Recent OIG Fraud Alert Puts Physician Medical Director Agreements in Focus
June 24, 2015
Earlier this month, the US Department of Health and Human Services Office of Inspector General (OIG) issued a fraud alert (Fraud Alert) which pointed out that physician compensation arrangements may result in significant liability when they are structured in a way that does not comply with federal fraud and abuse laws. Of course, that has long been understood by those in the health care industry, but what distinguishes this alert is that it focuses specifically on the fact that physicians, and not just the health care institutions with which they contract, may be held liable for entering into suspect arrangements.
The Fraud Alert reveals that the OIG recently reached settlements with twelve physicians who had entered into separate medical directorship agreements, which, according to the alert, were each deficient in some way. The deficiencies highlighted in the Fraud Alert include payments taking into account the physicians’ volume or value of referrals, payments being inconsistent with fair market value for the services to be performed, and physicians not actually performing the services called for in the agreements. The OIG also claimed that certain arrangements involved an affiliated health care entity improperly paying for the salaries of the physicians’ front office staff, which relieved the physicians of a financial burden which would otherwise have been their responsibility.
While some of the questionable features highlighted in the Fraud Alert would be problematic in almost any arrangement between a physician and an affiliated health care entity, such as paying a physician for services that he or she never actually performs, other features discussed, such as employing a physician’s non-professional staff, are not so straight forward. In California, medical foundation clinics that are exempt from licensure pursuant to Section 1206(l) of the California Health and Safety Code often acquire a physician medical practice and enter into a professional services agreement with the acquired practice pursuant to which the physicians provide medical services on behalf of the foundation in exchange for the foundation providing compensation and various management and administrative services on behalf of the physician practice. Provision of non-physician personnel by a medical foundation to support a physician’s practice is a common element of these arrangements. Likewise, hospital outpatient clinics operating pursuant to Section 1206(d) of the California Health and Safety Code commonly employ all non-physician staff located in the clinics, and the staff members’ duties often includes supporting the practice of a physician providing services in the space.

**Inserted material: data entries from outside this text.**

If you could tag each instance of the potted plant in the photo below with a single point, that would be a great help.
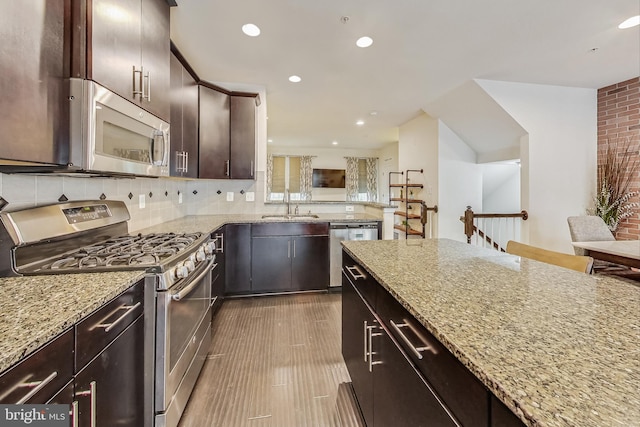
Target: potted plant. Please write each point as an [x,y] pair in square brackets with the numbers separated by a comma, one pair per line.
[614,199]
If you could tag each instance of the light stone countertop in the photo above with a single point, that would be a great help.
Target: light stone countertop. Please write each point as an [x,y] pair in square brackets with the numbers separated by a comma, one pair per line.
[558,347]
[194,223]
[36,309]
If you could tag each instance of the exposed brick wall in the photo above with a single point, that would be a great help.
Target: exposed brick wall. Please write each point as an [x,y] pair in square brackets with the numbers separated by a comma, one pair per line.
[619,118]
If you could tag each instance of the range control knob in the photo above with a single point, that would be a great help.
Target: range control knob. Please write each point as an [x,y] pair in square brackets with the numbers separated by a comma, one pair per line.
[181,272]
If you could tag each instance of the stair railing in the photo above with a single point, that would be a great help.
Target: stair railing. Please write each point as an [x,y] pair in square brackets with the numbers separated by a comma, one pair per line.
[492,230]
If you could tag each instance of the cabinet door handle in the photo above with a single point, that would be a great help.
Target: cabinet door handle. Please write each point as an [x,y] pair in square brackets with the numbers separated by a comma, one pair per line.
[360,275]
[417,351]
[366,340]
[371,352]
[92,393]
[221,238]
[148,94]
[137,92]
[74,413]
[37,386]
[109,326]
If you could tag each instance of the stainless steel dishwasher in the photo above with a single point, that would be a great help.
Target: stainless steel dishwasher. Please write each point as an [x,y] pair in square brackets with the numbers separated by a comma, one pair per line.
[347,231]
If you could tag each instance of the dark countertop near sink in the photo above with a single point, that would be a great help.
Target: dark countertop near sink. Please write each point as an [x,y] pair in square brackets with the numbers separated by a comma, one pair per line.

While these examples typically involve the clinic directly employing the non-physician staff, sometimes the staff remain as employees of the physician and the clinic provides reimbursement for the staff’s salary. Despite the Fraud Alert highlighting the fact that an affiliated health care entity paying for a physician’s office staff was cause for concern, California clinics and physicians alike should take comfort in knowing that these arrangements, when properly structured, will not result in fraud and abuse violations simply as a result of the foundation employing all or a portion of the medical practice’s non-professional staff, or reimbursing the practice for their salary.
As noted above, while it serves as yet another reminder that compensation arrangements with physicians must be properly structured to avoid risk of liability for violating fraud and abuse laws, there is nothing particularly groundbreaking in the latest Fraud Alert. What makes it noteworthy is that it focuses specifically on physicians’ liability for entering into suspect medical directorship arrangements, whereas in the past, more often than not, the OIG has focused on the health care entity when evaluating such arrangements, rather than the physicians themselves. In this case, the Fraud Alert specifically points out that physicians are equally responsible in these situations, and thus are subject to penalties in the same way that health care institutions are.